My home. God damn it.

"You... scared me," she continues. "You fucking scared me. What if you lose your temper again? If I don't know what triggered it, how can I be sure that it won't happen again? What if you don't just yell the next time it happens?"

She pauses, most likely for emphasis, before she finds the courage to continue.

"What if you hurt me?" she asks. "What if you actually hurt me?"

Her question makes my heart shatter into a thousand pieces. That is what she's worried about? That I would hurt her? That I could actually hurt her?

I step away from her, my face turning into a grimace of pain as I shake my head. "How could you even think that...?”

She looks at me through watery eyes, her lower lip trembling as she tries to fight it. Her tears surprise me. I didn't see that coming at all.

"Let's just say you wouldn't be the first wayward brute to cross my path," she says, trying to keep her voice steady while the first two tears roll down her cheeks starting a steady stream. "I thought you were different. Calculating, maybe, but controlled and unwavering. That you wouldn't do anything to me that I'm not willing to take."

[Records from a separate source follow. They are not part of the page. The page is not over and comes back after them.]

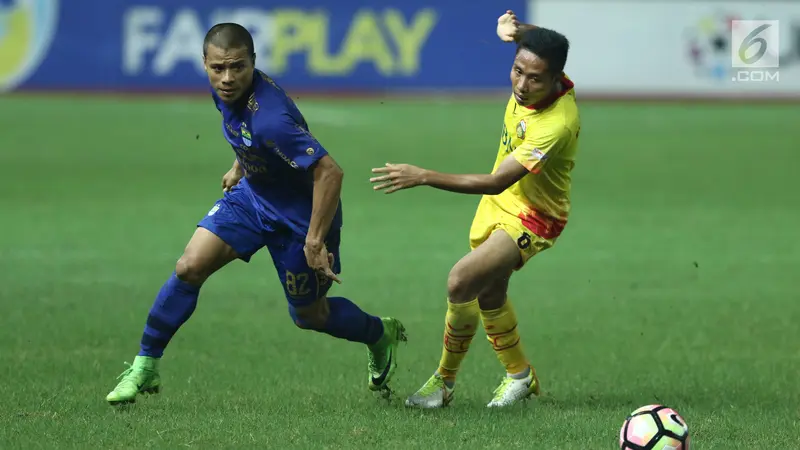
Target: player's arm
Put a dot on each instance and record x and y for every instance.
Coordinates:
(404, 176)
(327, 190)
(527, 158)
(509, 28)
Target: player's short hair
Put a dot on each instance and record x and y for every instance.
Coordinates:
(547, 44)
(229, 35)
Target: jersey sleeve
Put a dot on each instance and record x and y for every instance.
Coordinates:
(294, 143)
(541, 144)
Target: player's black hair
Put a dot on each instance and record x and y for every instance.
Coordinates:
(547, 44)
(229, 35)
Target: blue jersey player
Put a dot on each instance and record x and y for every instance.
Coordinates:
(283, 194)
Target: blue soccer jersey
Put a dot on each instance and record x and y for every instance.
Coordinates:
(271, 206)
(275, 148)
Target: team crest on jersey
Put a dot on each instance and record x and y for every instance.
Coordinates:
(252, 104)
(246, 137)
(538, 155)
(521, 128)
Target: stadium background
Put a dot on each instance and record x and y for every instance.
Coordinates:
(672, 284)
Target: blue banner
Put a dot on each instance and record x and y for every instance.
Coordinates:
(348, 45)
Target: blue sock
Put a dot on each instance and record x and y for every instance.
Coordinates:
(174, 304)
(348, 321)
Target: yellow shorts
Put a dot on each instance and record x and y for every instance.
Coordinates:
(490, 218)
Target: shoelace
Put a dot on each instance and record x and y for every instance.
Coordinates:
(126, 371)
(501, 390)
(434, 384)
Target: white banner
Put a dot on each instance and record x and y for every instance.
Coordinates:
(678, 48)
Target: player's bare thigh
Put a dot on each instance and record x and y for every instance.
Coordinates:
(489, 264)
(494, 294)
(204, 254)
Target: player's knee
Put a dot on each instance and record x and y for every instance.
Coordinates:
(191, 270)
(458, 287)
(313, 317)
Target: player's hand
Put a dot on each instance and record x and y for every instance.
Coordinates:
(231, 179)
(398, 176)
(508, 26)
(319, 260)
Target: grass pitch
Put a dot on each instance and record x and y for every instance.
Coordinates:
(675, 281)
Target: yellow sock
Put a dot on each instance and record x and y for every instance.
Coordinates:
(460, 325)
(501, 330)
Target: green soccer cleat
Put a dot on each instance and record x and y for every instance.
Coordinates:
(383, 355)
(141, 377)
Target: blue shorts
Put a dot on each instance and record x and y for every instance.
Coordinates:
(235, 220)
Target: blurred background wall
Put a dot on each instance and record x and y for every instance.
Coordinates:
(620, 48)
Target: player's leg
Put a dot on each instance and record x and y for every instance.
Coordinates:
(492, 260)
(225, 234)
(500, 322)
(312, 309)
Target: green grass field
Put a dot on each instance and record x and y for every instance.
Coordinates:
(675, 281)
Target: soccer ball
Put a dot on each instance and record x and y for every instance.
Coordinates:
(654, 427)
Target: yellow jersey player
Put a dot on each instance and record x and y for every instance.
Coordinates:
(524, 208)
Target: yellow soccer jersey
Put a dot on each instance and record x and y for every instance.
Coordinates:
(544, 139)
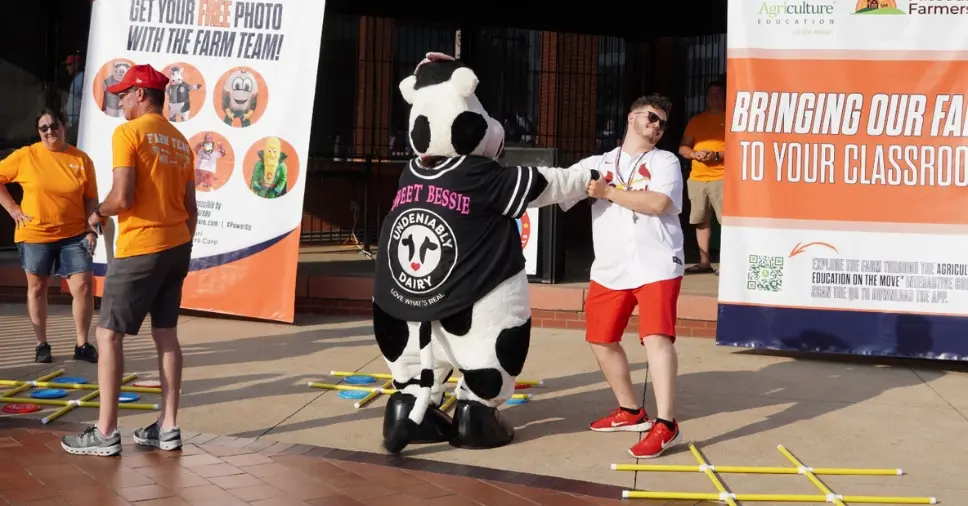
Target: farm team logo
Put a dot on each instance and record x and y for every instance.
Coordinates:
(423, 251)
(524, 228)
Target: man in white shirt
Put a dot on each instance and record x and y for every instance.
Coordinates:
(638, 245)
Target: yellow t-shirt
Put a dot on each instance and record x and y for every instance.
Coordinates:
(708, 131)
(164, 166)
(55, 184)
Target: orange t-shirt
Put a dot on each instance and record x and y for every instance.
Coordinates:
(164, 165)
(708, 131)
(55, 185)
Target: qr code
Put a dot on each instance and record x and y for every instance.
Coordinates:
(765, 273)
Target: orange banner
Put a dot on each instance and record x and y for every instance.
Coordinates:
(847, 140)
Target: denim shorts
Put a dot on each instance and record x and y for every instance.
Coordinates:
(62, 258)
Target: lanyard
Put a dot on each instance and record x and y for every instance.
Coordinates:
(618, 168)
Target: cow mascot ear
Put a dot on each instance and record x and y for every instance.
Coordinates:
(446, 118)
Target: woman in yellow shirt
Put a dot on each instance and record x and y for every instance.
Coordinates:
(52, 235)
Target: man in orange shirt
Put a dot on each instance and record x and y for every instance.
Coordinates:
(153, 196)
(704, 142)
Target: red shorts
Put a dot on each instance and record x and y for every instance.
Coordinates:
(607, 311)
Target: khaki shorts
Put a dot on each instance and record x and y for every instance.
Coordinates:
(704, 195)
(145, 284)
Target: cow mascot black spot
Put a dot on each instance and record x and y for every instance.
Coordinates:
(451, 289)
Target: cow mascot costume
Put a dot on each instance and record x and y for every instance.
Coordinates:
(450, 288)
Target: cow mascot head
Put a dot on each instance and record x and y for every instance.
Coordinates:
(446, 118)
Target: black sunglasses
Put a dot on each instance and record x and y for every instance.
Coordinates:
(44, 128)
(654, 118)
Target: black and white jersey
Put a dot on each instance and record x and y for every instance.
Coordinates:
(451, 235)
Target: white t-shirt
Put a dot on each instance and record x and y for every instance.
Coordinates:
(630, 253)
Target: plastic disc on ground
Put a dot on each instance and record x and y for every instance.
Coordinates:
(128, 397)
(353, 394)
(48, 393)
(19, 409)
(70, 379)
(360, 380)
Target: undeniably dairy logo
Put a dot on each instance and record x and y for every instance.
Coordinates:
(793, 14)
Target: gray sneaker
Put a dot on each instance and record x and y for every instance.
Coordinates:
(152, 435)
(92, 442)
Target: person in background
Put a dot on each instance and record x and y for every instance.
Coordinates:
(74, 65)
(704, 142)
(638, 247)
(52, 233)
(153, 196)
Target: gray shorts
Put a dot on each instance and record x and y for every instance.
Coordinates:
(139, 285)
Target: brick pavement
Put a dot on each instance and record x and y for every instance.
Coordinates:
(224, 471)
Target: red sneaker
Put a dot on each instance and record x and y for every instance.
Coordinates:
(659, 439)
(621, 420)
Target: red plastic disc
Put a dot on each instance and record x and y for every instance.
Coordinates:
(19, 409)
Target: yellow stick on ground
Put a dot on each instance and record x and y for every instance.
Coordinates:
(372, 395)
(77, 386)
(451, 380)
(81, 404)
(30, 384)
(813, 479)
(691, 496)
(332, 386)
(67, 409)
(712, 477)
(819, 471)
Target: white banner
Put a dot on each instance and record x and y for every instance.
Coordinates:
(242, 85)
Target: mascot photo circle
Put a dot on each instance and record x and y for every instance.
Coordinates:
(108, 75)
(185, 92)
(270, 168)
(214, 160)
(240, 97)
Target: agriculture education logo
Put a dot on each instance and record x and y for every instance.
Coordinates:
(524, 228)
(803, 17)
(423, 251)
(877, 7)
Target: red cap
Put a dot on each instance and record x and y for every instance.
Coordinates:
(141, 76)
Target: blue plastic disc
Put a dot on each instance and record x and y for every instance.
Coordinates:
(128, 397)
(48, 393)
(353, 394)
(359, 380)
(70, 379)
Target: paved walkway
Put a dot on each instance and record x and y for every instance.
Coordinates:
(227, 471)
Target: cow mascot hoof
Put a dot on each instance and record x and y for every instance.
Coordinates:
(451, 292)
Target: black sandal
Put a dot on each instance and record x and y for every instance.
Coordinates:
(700, 269)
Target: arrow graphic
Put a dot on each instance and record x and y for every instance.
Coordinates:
(800, 248)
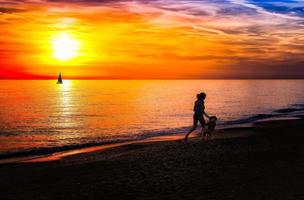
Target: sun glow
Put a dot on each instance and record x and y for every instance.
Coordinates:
(65, 46)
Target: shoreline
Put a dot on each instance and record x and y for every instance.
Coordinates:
(269, 160)
(218, 134)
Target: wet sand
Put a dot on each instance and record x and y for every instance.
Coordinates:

"I wouldn't!" I hurry to say. "You have to trust me, Button. I never would harm you. I never could..."

"I need to know that I have nothing to fear from you, Sir."

She's sobbing now, quickly bringing her hand up to her face as if she could stop the tears from pouring down her saddened face.

I don't think.

I do.

She's wrapped in my embrace within a moment, burying her face into my chest while I keep her close.

"Why then?" she sobs, her voice muffled. "What happened?"

My face hardens and I can feel myself tensing up. I shouldn't tell her. This is dangerous territory, and we're already too close, too familiar. Every personal detail I share with her makes me even more vulnerable to a potential attack later on. I can't let myself be weakened by her like this.

But what if there's nothing to worry about? What if my caution is overly excessive?

She's not Elsa, after all...

"I couldn't do it," I say. "I couldn't go through with it. You're mine. It didn't feel right."

She frees herself from my tight embrace to look up to me. "But you have done it before, haven't you? You said you like to share."

"I don't like sharing you."

"Why not?"

There it is again. That intense gaze. Those smart eyes, piercing right through me, already in the know about everything she pretends not to understand. I don't have to say the words for her to know that I've fallen for her. The tables have turned on me. I'm no longer the strong one in this, the one who has a lock on everything, no longer the one in control.

I've become the weak link in this arrangement.

"You know why, Button," I tell her, fixating on her gleaming eyes. "Why do you insist on showing me up like this?"

She shakes her head. "You overestimate me, Sir. I'm not following an agenda as cunning as yours."

I'm left startled as she peels herself out of my arms, sniffing and fixing her face. She looks lost, a hint of sorrow casting a visible shadow over her face when she looks at me. Her smile is somber.

"If you don't mind, I'll take a shower, and then I’ll be out of your way for tonight."

I don't know what to say. It torments me to see her like this, hurt and disappointed. But I can't bring myself to give in to that feeling. To become weak once again.

"Sure."

My agreement hits her like a slap in the face, I can tell. She wanted me to stop her, for me to keep her with me and say the words she needs to hear.

She spins around on her heels and makes a move to leave the room. Just before she walks out the door, she turns around to me one more time, throwing me a bleak look.

"You know, there's nothing wrong with you liking me," she whispers. "Because I like you."